Depois de descarregar todo este software, tem tudo o que precisa. Repare que o que é curioso é que precisa do software da Vodafone para colocar a placa do Kanguru a funcionar. Faz todo o sentido, como é que não me lembrei disso antes?

Procedimento de instalação

O procedimento de instalação (tal como o que está descrito no site da MACacada) é o seguinte:
  1. Instalar o software da Vodafone.
  2. Fazer o restart ao Mac;
  3. Instalar o software do Kanguru;
  4. Fazer restart ao Mac;
  5. Ligar o modem E220 ao Mac;
  6. Correr a aplicação instalada pelo Kanguru, que está na pasta das aplicações e que dá pelo nome de "Mobile High Speed for Mac OS". Esta aplicação está em /Applications/Mobile High Speed - Kanguru;
    Mobile High Speed para Mac OS X - Edição Kanguru.jpg
  7. Carregar no botão "Activar";
  8. Ir até System Preferences -> Network;
  9. Aparece no menu da esquerda o Huawei E220 HSDPA USB Modem;
    Network.jpg
  10. Seleccionar o Huawei E220 HSDPA USB Modem, e depois seleccionar o botão "Advanced...". Pode ser necessário introduzir a password de administrador;
  11. Aproveitei igualmente para seleccionar a opção "Show modem status in menu bar";
    Network-1.jpg
  12. Seleccionar o tab "Modem" e depois alterar o Vendor para "Vodafone" e o Model para "VC701SI";
    System Preferences.jpg
  13. Carregar em OK;
  14. Carregar em Apply, e saí do System Preferences;
  15. Corri o Configurador APN e coloquei "myconnection";
  16. Finalmente, no menu bar, seleccionem o ícone e tentem efectuar a ligação.
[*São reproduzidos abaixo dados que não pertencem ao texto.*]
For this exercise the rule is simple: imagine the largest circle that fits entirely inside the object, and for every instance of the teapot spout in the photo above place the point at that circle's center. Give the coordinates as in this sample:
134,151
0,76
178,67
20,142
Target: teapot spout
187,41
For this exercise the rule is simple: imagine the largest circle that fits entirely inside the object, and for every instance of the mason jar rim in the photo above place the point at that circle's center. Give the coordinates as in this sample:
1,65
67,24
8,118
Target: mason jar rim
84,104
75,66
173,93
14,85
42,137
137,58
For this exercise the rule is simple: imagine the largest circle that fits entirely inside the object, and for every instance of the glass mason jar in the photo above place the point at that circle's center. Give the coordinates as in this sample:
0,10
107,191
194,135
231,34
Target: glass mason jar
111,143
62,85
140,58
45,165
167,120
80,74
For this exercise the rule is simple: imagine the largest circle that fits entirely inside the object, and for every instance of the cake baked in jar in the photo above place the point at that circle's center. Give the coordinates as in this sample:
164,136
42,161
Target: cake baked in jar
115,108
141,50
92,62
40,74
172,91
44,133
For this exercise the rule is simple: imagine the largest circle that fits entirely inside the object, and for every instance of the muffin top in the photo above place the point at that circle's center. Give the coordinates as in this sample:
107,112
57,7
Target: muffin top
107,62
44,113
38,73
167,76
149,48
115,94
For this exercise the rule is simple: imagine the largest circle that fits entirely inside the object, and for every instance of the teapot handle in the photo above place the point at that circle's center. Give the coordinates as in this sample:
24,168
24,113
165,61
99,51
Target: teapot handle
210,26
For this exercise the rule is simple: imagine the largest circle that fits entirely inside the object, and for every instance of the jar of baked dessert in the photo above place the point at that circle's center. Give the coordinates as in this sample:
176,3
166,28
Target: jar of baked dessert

Se tudo correr bem, deverá conseguir ligar-se à rede.

E pronto, foi graças ao tutorial do MACacada, e ao facto de ter seleccionado correctamente o modem, que consegui colocar a placa a funcionar no Leopard. No meu caso, o processo foi este, mas pode ser que seja diferente num ou noutro caso. De qualquer forma aqui fica a minha mísera contribuição!